Addressing biotic stressors influenced by climate
Shifts in weather patterns can also change biotic stressors. “When the conditions of an agrosystem change, new and emerging insects or pathogens can occupy the new environment and change the population dynamics,” Domínguez says.

Some pests thrive with higher temperatures and precipitation levels, and they travel accordingly. Since 1960, damaging crop insects and diseases have traveled at an average of 3 kilometers per year in the direction of earth’s north and south poles as temperatures increase. Fall armyworm, for example, has spread more rapidly due to the expansion of warmer climates. Cooler and wetter conditions may be more hospitable to the spread and severity of fungal diseases, while warmer winters let pests survive over the winter in the soil.

Biologicals are a good complement to conventional crop protection solutions when crops face both biotic and abiotic challenges. For example, in fruits and vegetables, if adverse weather conditions lead to biotic stressors later in the season, use of a biocontrol product with a conventional insecticide or fungicide may be useful.
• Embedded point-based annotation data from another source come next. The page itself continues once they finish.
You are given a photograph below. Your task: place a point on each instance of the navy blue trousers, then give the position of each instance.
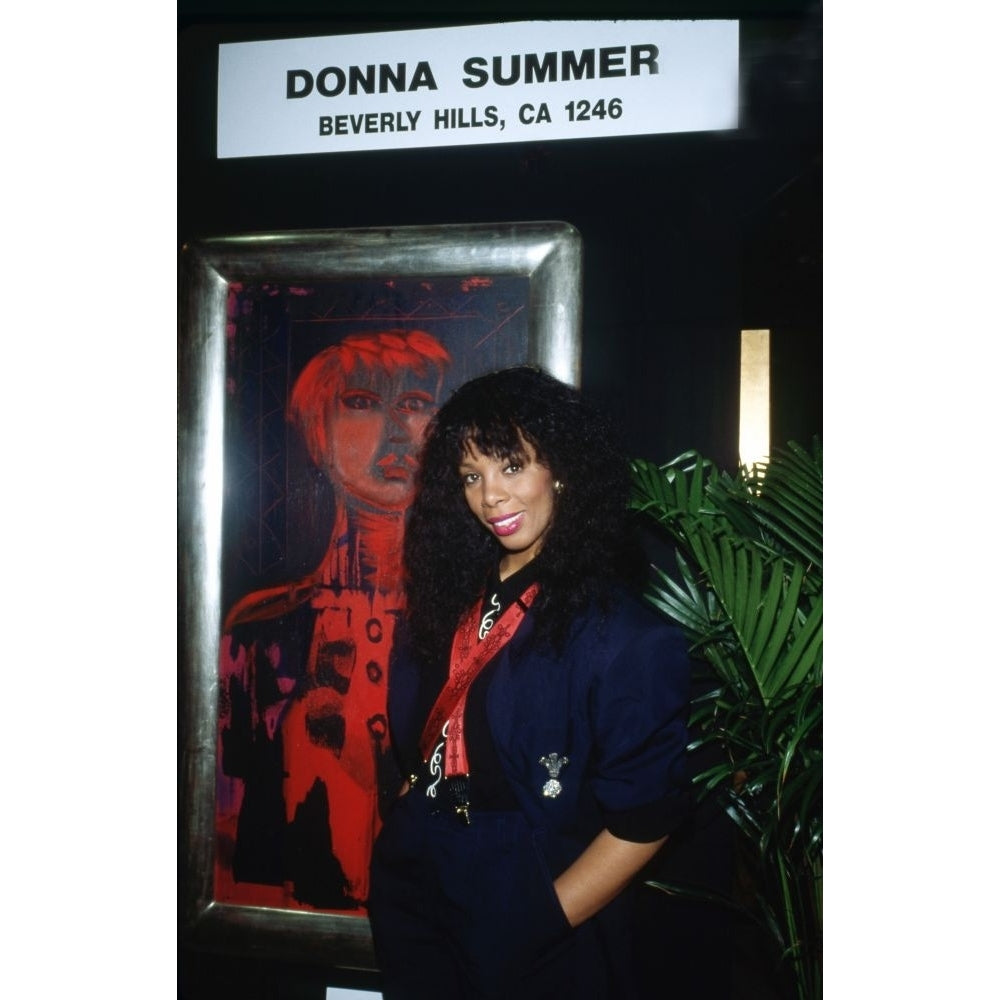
(470, 913)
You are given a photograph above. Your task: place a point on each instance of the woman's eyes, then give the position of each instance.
(415, 403)
(360, 400)
(510, 469)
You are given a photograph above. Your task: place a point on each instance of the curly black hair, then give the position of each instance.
(589, 548)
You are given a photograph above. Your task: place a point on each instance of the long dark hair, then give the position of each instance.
(447, 553)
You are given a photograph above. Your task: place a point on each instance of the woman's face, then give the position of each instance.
(513, 500)
(375, 426)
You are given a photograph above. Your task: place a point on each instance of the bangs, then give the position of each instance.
(499, 441)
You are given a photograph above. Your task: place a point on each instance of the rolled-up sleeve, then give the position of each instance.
(639, 710)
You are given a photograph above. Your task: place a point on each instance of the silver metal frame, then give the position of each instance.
(550, 255)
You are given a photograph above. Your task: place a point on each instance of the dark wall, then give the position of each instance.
(687, 240)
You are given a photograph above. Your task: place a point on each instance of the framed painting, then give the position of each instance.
(309, 365)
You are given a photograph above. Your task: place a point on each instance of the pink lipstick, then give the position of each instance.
(507, 525)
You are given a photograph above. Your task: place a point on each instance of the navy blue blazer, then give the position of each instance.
(614, 701)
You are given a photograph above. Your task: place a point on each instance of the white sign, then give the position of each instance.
(528, 81)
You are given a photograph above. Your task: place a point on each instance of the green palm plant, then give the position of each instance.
(748, 592)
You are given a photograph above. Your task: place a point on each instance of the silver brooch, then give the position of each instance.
(552, 763)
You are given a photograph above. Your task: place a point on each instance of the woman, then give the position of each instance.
(538, 710)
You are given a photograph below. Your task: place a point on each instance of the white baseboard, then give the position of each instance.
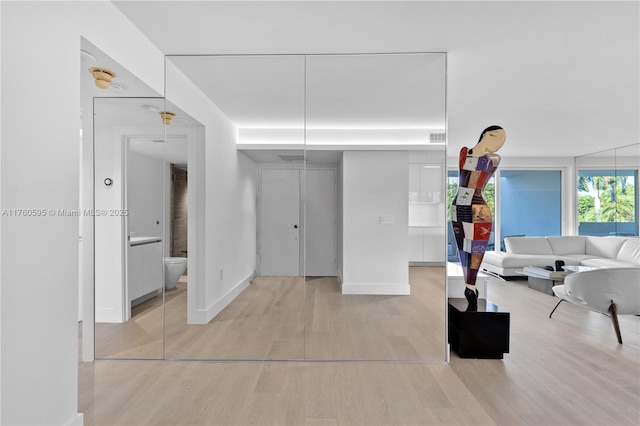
(203, 316)
(394, 289)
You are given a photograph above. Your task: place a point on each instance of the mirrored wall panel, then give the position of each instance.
(130, 193)
(607, 182)
(375, 230)
(248, 298)
(307, 218)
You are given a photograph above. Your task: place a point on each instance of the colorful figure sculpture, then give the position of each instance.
(470, 215)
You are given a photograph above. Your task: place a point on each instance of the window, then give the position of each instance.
(607, 202)
(530, 203)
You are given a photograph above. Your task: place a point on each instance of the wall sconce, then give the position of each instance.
(167, 116)
(102, 76)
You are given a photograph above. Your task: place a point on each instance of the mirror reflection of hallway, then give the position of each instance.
(344, 284)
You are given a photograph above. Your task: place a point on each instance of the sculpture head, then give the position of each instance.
(491, 140)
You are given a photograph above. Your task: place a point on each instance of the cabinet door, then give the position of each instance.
(152, 267)
(416, 245)
(430, 183)
(434, 248)
(414, 182)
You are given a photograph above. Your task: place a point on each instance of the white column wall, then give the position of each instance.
(40, 170)
(375, 254)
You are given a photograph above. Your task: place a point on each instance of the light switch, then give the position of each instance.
(386, 219)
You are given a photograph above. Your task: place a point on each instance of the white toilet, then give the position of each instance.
(173, 269)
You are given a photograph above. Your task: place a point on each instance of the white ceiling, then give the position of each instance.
(560, 77)
(134, 107)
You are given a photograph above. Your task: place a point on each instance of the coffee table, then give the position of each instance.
(545, 284)
(541, 283)
(456, 285)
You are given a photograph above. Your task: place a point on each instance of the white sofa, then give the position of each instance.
(602, 252)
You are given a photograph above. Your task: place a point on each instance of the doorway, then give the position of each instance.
(287, 228)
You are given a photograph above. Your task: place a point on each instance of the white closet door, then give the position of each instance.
(280, 223)
(320, 244)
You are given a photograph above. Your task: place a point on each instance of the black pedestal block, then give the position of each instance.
(483, 333)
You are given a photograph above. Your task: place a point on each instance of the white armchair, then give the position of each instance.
(609, 291)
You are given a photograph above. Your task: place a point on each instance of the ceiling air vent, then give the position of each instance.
(291, 157)
(437, 137)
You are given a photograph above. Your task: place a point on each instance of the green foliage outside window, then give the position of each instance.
(606, 199)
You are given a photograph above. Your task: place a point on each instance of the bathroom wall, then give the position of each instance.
(375, 214)
(179, 210)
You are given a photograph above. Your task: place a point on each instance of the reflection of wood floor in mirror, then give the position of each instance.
(280, 318)
(565, 370)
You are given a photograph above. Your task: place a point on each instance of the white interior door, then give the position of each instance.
(280, 222)
(320, 244)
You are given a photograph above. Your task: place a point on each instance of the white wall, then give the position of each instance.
(225, 244)
(109, 250)
(39, 169)
(146, 195)
(375, 254)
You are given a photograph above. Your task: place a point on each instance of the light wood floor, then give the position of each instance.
(566, 370)
(290, 318)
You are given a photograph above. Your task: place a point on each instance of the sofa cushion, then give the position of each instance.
(568, 245)
(510, 260)
(630, 251)
(600, 262)
(528, 245)
(608, 247)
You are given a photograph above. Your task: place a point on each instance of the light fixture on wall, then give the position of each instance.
(167, 116)
(102, 76)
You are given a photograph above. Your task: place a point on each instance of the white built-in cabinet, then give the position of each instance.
(144, 269)
(427, 232)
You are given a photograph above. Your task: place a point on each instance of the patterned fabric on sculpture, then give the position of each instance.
(471, 217)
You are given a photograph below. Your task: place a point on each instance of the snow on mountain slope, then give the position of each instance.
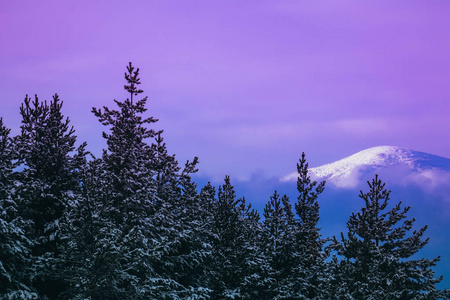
(398, 164)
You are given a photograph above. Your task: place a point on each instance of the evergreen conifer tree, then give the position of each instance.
(278, 241)
(47, 183)
(310, 258)
(152, 202)
(15, 271)
(376, 254)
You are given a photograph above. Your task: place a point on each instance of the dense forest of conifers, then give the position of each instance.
(132, 224)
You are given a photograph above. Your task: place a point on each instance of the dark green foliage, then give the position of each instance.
(310, 279)
(14, 245)
(236, 232)
(46, 185)
(377, 252)
(132, 225)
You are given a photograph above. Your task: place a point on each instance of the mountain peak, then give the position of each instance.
(348, 172)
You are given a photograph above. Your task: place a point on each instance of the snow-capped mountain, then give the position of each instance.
(395, 163)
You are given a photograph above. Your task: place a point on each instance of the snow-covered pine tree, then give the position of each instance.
(234, 243)
(129, 158)
(376, 254)
(146, 193)
(310, 257)
(47, 181)
(277, 245)
(15, 247)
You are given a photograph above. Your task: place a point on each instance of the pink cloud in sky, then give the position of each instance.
(243, 85)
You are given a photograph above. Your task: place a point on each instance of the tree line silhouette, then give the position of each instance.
(132, 224)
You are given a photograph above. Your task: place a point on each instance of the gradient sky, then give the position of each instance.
(245, 85)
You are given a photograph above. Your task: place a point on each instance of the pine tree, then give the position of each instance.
(47, 182)
(236, 233)
(278, 240)
(376, 254)
(15, 247)
(150, 201)
(310, 278)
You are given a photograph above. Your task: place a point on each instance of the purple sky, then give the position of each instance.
(245, 85)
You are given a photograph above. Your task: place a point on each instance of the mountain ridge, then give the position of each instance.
(406, 164)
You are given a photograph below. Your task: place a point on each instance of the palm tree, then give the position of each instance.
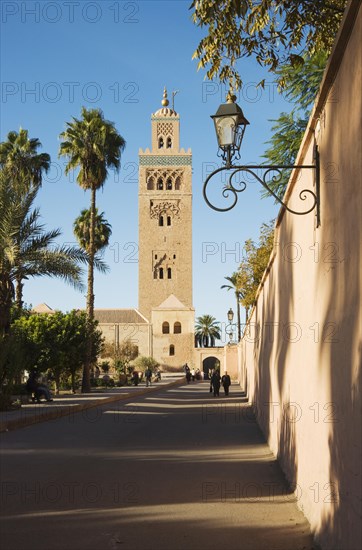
(207, 331)
(20, 160)
(81, 229)
(93, 145)
(27, 250)
(235, 286)
(19, 157)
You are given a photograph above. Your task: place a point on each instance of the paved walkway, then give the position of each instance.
(70, 404)
(173, 468)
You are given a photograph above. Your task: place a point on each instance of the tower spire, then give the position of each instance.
(165, 101)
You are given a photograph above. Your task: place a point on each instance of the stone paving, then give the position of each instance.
(67, 404)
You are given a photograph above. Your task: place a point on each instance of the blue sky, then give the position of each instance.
(57, 56)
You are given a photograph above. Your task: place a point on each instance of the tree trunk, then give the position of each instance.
(90, 297)
(6, 296)
(19, 292)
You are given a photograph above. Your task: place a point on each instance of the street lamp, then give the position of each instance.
(230, 315)
(230, 124)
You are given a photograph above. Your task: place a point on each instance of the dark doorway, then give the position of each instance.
(208, 364)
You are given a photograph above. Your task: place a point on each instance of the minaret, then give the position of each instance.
(165, 215)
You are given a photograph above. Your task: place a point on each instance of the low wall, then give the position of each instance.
(300, 359)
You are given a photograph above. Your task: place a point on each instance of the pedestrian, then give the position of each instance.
(215, 381)
(188, 373)
(37, 389)
(135, 378)
(148, 376)
(226, 382)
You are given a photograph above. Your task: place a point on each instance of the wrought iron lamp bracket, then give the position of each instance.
(231, 189)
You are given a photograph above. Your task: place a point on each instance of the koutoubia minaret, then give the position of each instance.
(165, 215)
(165, 240)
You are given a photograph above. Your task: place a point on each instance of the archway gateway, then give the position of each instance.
(208, 364)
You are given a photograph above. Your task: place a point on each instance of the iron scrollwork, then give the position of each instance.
(232, 189)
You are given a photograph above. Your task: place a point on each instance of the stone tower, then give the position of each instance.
(165, 216)
(165, 239)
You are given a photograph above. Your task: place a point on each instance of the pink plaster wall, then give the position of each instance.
(301, 359)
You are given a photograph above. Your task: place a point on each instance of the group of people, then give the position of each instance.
(191, 374)
(148, 376)
(216, 381)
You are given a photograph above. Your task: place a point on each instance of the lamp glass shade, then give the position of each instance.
(230, 126)
(230, 315)
(225, 127)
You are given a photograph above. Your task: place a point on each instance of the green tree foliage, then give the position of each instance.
(207, 331)
(27, 250)
(20, 159)
(127, 352)
(102, 233)
(255, 261)
(93, 145)
(57, 343)
(24, 166)
(274, 32)
(301, 87)
(142, 363)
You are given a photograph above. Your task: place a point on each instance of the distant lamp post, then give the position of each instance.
(230, 326)
(230, 124)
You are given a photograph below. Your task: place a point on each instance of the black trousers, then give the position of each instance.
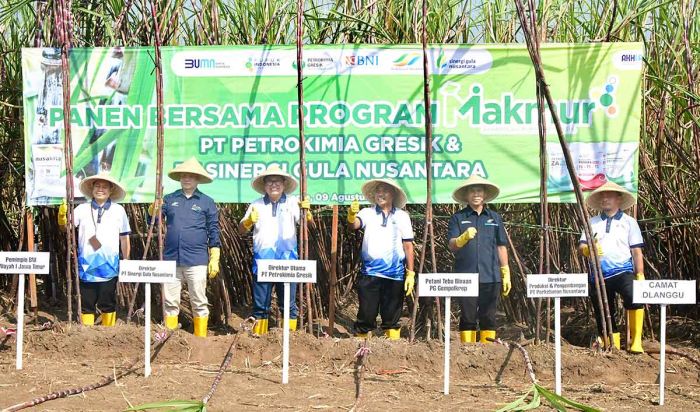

With biologicals contributing to naturally healthier and more vigorous plants, conventional treatments may not need to be as frequent. For example, using a stress-mitigating biostimulant early in the season followed by a conventional fungicide application enhances disease protection. Used in this way, biologicals don’t replace conventional products, but can supplement efficacy.

Remaining resilient and productive
As more extreme weather events impact the growing season, the more fruit and vegetable farmers need innovative tools to meet the needs of the food chain and consumers. Biologicals provide promising tools for farmers to mitigate crop stress and maximize environmental inputs. Used alongside conventional crop protection solutions, biologicals can make plant health and productivity a little more predictable in a world where conditions certainly are not.